Questo riguarda la caduta di uno o più suoni (vocale o sillaba) alla fine della parola.
Per essere chiari, questa si potrebbe confondere con l’elisione, ma ci sono delle piccole differenze tra le due cose.
La più importante di tutte, quella che subito si nota, è che l’elisione prevede quasi sempre l’uso dell’apostrofo, e che poi la parola che segue quella troncata inizia con una vocale.
Un esempio di ciò: Hai dipinto questo quadro a mo’ (modo) di Michelangelo, oppure Devo stare un po’ (poco) da solo.
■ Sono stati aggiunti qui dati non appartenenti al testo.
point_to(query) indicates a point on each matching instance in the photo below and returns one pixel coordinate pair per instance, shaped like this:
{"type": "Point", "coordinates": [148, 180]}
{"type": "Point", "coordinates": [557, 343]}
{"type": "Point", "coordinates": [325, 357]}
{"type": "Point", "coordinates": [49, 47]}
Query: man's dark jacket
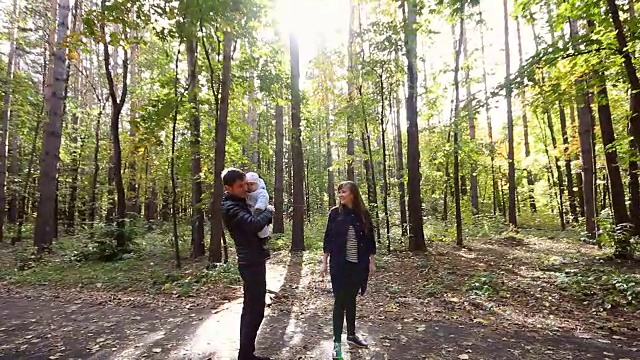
{"type": "Point", "coordinates": [244, 227]}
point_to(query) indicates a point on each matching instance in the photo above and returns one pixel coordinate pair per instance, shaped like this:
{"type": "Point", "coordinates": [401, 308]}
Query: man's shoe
{"type": "Point", "coordinates": [355, 340]}
{"type": "Point", "coordinates": [337, 351]}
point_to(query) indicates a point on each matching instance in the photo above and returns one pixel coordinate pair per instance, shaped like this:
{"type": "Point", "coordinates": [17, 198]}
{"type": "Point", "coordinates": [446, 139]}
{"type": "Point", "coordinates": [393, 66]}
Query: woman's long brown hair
{"type": "Point", "coordinates": [358, 204]}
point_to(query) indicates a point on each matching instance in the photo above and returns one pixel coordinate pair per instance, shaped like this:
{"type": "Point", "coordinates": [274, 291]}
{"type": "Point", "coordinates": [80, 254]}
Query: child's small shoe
{"type": "Point", "coordinates": [337, 351]}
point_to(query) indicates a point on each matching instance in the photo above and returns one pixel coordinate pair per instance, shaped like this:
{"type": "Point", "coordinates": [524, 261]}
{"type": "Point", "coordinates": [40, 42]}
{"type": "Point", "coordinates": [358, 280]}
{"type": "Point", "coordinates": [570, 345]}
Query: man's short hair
{"type": "Point", "coordinates": [231, 175]}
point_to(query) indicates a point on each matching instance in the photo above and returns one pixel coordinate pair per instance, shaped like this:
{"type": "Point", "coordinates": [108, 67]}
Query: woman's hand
{"type": "Point", "coordinates": [323, 269]}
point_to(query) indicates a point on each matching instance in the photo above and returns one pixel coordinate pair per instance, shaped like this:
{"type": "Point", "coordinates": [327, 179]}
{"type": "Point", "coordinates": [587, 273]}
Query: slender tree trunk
{"type": "Point", "coordinates": [278, 196]}
{"type": "Point", "coordinates": [585, 130]}
{"type": "Point", "coordinates": [385, 180]}
{"type": "Point", "coordinates": [46, 220]}
{"type": "Point", "coordinates": [511, 153]}
{"type": "Point", "coordinates": [117, 103]}
{"type": "Point", "coordinates": [133, 203]}
{"type": "Point", "coordinates": [174, 192]}
{"type": "Point", "coordinates": [556, 162]}
{"type": "Point", "coordinates": [416, 230]}
{"type": "Point", "coordinates": [351, 87]}
{"type": "Point", "coordinates": [525, 128]}
{"type": "Point", "coordinates": [24, 196]}
{"type": "Point", "coordinates": [76, 141]}
{"type": "Point", "coordinates": [93, 198]}
{"type": "Point", "coordinates": [217, 232]}
{"type": "Point", "coordinates": [368, 164]}
{"type": "Point", "coordinates": [620, 214]}
{"type": "Point", "coordinates": [297, 234]}
{"type": "Point", "coordinates": [456, 132]}
{"type": "Point", "coordinates": [331, 187]}
{"type": "Point", "coordinates": [578, 178]}
{"type": "Point", "coordinates": [634, 105]}
{"type": "Point", "coordinates": [197, 217]}
{"type": "Point", "coordinates": [473, 177]}
{"type": "Point", "coordinates": [400, 174]}
{"type": "Point", "coordinates": [14, 172]}
{"type": "Point", "coordinates": [492, 150]}
{"type": "Point", "coordinates": [6, 114]}
{"type": "Point", "coordinates": [573, 209]}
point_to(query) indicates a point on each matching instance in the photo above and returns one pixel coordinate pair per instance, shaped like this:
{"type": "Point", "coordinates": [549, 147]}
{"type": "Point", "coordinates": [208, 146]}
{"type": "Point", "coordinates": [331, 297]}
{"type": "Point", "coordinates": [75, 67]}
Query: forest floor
{"type": "Point", "coordinates": [522, 297]}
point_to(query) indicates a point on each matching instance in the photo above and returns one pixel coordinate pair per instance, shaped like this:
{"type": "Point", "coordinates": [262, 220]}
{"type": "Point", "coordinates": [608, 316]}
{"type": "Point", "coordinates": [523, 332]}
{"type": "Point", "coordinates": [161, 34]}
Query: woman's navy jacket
{"type": "Point", "coordinates": [335, 243]}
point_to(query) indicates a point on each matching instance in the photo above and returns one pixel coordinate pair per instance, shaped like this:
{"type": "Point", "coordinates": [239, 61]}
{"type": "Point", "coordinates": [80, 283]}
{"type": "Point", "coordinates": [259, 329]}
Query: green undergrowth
{"type": "Point", "coordinates": [604, 287]}
{"type": "Point", "coordinates": [147, 266]}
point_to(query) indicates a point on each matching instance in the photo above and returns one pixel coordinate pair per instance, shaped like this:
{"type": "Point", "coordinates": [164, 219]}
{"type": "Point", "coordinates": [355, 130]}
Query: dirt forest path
{"type": "Point", "coordinates": [297, 326]}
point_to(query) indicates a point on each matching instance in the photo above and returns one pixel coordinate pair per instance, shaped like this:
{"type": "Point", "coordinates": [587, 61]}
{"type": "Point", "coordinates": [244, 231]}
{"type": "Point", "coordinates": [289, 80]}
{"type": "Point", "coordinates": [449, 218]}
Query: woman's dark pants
{"type": "Point", "coordinates": [254, 280]}
{"type": "Point", "coordinates": [346, 286]}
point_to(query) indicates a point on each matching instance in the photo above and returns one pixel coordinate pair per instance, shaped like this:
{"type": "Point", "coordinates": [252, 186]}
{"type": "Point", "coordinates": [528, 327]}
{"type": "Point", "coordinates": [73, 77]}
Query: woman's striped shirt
{"type": "Point", "coordinates": [352, 245]}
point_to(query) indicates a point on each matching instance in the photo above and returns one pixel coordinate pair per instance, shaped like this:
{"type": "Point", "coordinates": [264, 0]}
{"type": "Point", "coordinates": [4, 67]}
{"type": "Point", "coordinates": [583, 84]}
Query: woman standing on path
{"type": "Point", "coordinates": [350, 245]}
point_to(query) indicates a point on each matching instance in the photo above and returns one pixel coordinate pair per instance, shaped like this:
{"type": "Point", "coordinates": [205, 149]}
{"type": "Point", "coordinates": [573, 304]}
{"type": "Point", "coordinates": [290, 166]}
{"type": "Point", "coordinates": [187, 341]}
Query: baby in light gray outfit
{"type": "Point", "coordinates": [258, 200]}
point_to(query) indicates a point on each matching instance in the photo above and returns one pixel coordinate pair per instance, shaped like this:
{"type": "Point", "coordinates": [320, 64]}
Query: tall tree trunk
{"type": "Point", "coordinates": [297, 233]}
{"type": "Point", "coordinates": [278, 193]}
{"type": "Point", "coordinates": [368, 164]}
{"type": "Point", "coordinates": [93, 197]}
{"type": "Point", "coordinates": [217, 231]}
{"type": "Point", "coordinates": [556, 162]}
{"type": "Point", "coordinates": [174, 192]}
{"type": "Point", "coordinates": [6, 114]}
{"type": "Point", "coordinates": [14, 172]}
{"type": "Point", "coordinates": [573, 209]}
{"type": "Point", "coordinates": [620, 214]}
{"type": "Point", "coordinates": [634, 107]}
{"type": "Point", "coordinates": [416, 230]}
{"type": "Point", "coordinates": [252, 120]}
{"type": "Point", "coordinates": [585, 129]}
{"type": "Point", "coordinates": [117, 103]}
{"type": "Point", "coordinates": [400, 176]}
{"type": "Point", "coordinates": [511, 153]}
{"type": "Point", "coordinates": [525, 127]}
{"type": "Point", "coordinates": [578, 178]}
{"type": "Point", "coordinates": [46, 220]}
{"type": "Point", "coordinates": [331, 186]}
{"type": "Point", "coordinates": [456, 131]}
{"type": "Point", "coordinates": [197, 217]}
{"type": "Point", "coordinates": [351, 87]}
{"type": "Point", "coordinates": [385, 180]}
{"type": "Point", "coordinates": [24, 196]}
{"type": "Point", "coordinates": [492, 150]}
{"type": "Point", "coordinates": [133, 203]}
{"type": "Point", "coordinates": [76, 141]}
{"type": "Point", "coordinates": [473, 177]}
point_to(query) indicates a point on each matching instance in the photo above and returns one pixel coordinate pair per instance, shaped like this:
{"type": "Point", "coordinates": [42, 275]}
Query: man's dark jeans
{"type": "Point", "coordinates": [254, 277]}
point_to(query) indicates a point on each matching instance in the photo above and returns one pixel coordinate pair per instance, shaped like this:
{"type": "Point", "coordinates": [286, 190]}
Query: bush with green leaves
{"type": "Point", "coordinates": [482, 284]}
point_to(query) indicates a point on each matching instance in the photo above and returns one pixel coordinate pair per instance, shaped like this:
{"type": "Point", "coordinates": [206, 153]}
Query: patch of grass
{"type": "Point", "coordinates": [149, 266]}
{"type": "Point", "coordinates": [482, 284]}
{"type": "Point", "coordinates": [184, 284]}
{"type": "Point", "coordinates": [607, 288]}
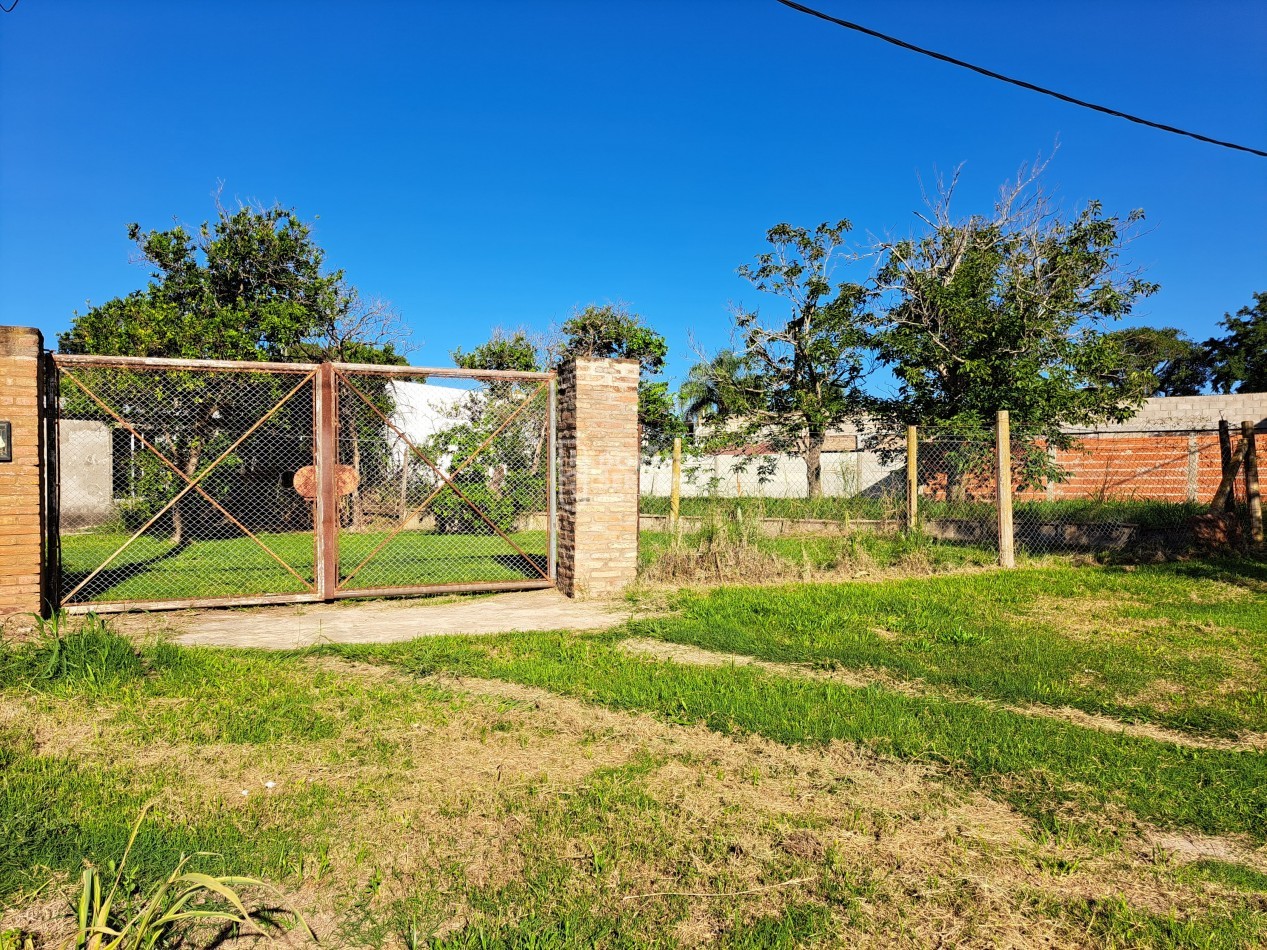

Perché possa verificarsi un’apocope, bisogna rispettare alcune regole:
- Il vocabolo interessato non si deve mai trovare alla fine di una frase;
- Non è poetico e corretto dire Guardarti in questo stato mi spezza il cor, ma dovremo dire core;
- La vocale che subisce l’apocope non può essere la lettera a;
- Non possiamo mai dire buon giornata;
- Non si può applicare per una parola al plurale
- Non possiamo mai dire buon giorni;
- Le consonanti che precedono la vocale da troncare possono essere solo le l, m, n e r.
- È un bel giorno per andare in giro;
- La sera stessa siam tornati a casa;
- Tu sei davvero un buon samaritano;
- Ove per poco il cor non si spaura (Inferno – Dante Alighieri);
L’utilizzo dell’apocope, in alcuni casi, può avere motivazioni anche storiche, ovvero relative allo sviluppo di una lingua nel corso del tempo.
Un esempio potrebbe essere visto nel passaggio da virtude a virtù o libertade a libertà ai nostri “virtù”.
Ma può avere luogo anche per motivazioni eufoniche, ovvero col fine di trovare un suono più efficace.
Altra motivazione può essere metrica, al fine di rispettare la metrica del verso.